Polz Sauvignon Therese 2003

Classy slate

Let’s look at another top estate from Austria: Erich & Walter Polz. Based in Southern Styria, the Polz family has been in the forefront of the winemaking revolution in this once incurably rural, and now cutting-edge-modern wine region.

Styria’s major advantage is its geological richness and variety of wine terroirs. Across a limited area, you can find marl, sandstone, volcanic basalt (brilliant soil for Pinot Gris and Gewürztraminer, two of the region’s best-performing varieties), opok (a compressed grey sandstone giving some stupendously mineral wines) and limestone. The latter is dominating in the top Styrian crus such as Grassnitzberg, Hochgrassnitzberg and Zieregg, on the border with Slovenia; these sites are yielding some very exciting wines from Sauvignon Blancs, perhaps the grape’s most interesting renditions outside the Upper Loire and Marlborough.
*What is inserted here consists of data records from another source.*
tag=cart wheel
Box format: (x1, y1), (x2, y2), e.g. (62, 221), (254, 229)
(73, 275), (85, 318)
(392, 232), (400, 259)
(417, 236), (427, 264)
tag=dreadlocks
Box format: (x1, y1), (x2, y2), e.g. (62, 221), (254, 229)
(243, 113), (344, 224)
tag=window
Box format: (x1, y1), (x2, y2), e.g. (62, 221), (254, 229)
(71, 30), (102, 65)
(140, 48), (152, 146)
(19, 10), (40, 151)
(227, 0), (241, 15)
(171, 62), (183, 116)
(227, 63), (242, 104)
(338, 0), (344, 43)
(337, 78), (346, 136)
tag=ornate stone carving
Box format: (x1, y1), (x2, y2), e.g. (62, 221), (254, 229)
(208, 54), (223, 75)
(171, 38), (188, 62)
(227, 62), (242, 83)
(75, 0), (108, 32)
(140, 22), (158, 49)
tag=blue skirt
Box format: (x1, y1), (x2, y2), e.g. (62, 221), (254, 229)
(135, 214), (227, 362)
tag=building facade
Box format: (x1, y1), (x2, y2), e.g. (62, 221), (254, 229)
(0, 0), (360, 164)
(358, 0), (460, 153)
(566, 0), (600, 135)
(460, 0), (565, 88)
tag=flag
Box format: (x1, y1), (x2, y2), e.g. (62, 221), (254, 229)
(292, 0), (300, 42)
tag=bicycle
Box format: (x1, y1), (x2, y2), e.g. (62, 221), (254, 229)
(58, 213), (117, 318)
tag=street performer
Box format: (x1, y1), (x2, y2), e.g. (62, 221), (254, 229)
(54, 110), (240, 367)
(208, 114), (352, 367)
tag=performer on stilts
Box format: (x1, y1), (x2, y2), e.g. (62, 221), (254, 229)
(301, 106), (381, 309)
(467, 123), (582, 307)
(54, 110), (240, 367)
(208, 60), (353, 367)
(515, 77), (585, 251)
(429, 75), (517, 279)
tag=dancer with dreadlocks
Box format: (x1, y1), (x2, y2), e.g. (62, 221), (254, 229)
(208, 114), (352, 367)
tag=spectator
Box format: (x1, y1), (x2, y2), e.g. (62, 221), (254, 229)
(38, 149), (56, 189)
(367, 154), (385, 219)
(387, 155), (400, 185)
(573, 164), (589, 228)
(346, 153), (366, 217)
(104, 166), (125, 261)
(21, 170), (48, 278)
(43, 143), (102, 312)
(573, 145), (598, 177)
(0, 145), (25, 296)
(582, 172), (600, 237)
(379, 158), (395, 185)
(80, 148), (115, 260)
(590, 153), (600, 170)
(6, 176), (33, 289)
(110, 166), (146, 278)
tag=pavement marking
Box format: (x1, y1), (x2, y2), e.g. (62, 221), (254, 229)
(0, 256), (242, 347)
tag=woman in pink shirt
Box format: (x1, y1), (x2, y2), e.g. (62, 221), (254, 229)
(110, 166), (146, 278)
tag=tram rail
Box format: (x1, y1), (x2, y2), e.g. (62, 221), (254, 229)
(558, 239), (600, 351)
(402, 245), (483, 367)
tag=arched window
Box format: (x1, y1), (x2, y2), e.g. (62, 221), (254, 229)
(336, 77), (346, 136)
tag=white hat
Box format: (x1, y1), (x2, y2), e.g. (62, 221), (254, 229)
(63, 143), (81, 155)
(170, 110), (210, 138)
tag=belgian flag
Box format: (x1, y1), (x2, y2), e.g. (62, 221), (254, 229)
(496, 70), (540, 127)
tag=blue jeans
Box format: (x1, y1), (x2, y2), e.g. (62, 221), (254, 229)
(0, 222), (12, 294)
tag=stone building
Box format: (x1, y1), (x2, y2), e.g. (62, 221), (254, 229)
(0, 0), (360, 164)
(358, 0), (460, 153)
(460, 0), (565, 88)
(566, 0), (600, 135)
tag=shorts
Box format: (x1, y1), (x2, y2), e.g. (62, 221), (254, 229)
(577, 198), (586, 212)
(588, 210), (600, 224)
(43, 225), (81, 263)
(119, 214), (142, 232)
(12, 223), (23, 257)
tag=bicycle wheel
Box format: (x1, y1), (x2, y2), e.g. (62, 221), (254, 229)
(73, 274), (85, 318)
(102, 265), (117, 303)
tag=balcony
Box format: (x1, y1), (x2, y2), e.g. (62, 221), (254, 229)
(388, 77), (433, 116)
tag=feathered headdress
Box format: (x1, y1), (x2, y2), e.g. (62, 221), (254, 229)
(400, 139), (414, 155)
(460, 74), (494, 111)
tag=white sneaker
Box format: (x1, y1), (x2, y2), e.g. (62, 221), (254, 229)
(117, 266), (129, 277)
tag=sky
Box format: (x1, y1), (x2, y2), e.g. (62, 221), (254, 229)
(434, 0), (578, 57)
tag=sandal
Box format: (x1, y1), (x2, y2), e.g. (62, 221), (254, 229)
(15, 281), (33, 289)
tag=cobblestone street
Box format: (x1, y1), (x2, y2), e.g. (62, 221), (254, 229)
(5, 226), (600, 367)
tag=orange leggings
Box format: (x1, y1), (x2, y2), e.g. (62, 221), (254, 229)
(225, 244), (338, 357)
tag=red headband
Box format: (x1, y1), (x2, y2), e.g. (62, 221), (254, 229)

The wine I am drinking today – Sauvignon Blanc Therese 2003 (another older vintage unearthed in the cellar) – is from a different type of soil, however. Pure slate is most readily associated with the Rhine and Moselle Rieslings, and is a rather rare soil to grow Sauvignon on. The vineyard itself – Theresienhöhe – is also one of Styria’s highest at 450 meters. Grapes ripen well giving a very structured wine that is aged in wooden barrels. Oak-aged Sauvignon can often be clumsy, sacrificing the grape variety’s inherent freshness and exuberance for no apparent advantage. This wine is a different story.

Tasted last year while in Austria, the newly bottled 2007 was very terroir-driven, with impressive concentration for Sauvignon, and good acidic poise: just waiting to build proper complexity over five or six years in the bottle. It was markedly deeper and more mineral in expression than the Hochgrassnitzberg Sauvignon Blanc 2006, from a limestone vineyard: the latter is giving a more flowery, vegetal, expressive rendition of the grape. The Sauvignon Therese 2005 (from a pretty difficult vintage in Styria) was still showing quite young, but with a more rustic, meaty, grassy edge to it.

And here is this bottle of 2003. Could a Sauvignon from this torrid vintage have survived five years in the cellar? At the beginning there are some burnt rubber reductive aromas but with time, good gooseberry-scented freshness is showing up. Really a powerful wine in mouth, with substance and focus and a firm bitterish finish still. There is also an almost biting mineral charge: I think the acid-giving energy of slate has considerably helped this wine to survive and improve.

All in all, this was a fairly instructive bottle of wine. On paper, I would have dismissed it, looking at my tasting note from release when I remarked on the New-Worldish style of the wine (nettle and kiwi fruit), moderate substance and little complexity. Over half a decade, it has not only stood the test of time but developed good depth and improved its terroir references. This is a valid confirmation of the excellent job done by the Polz family in this uneasy vintage and of the sheer class of the Theresienhöhe slate. (I also very much recommend the Morillon Moth 2007, coming from the very same vineyard: a brilliantly fleshy, terroir-driven, unobese take on Chardonnay).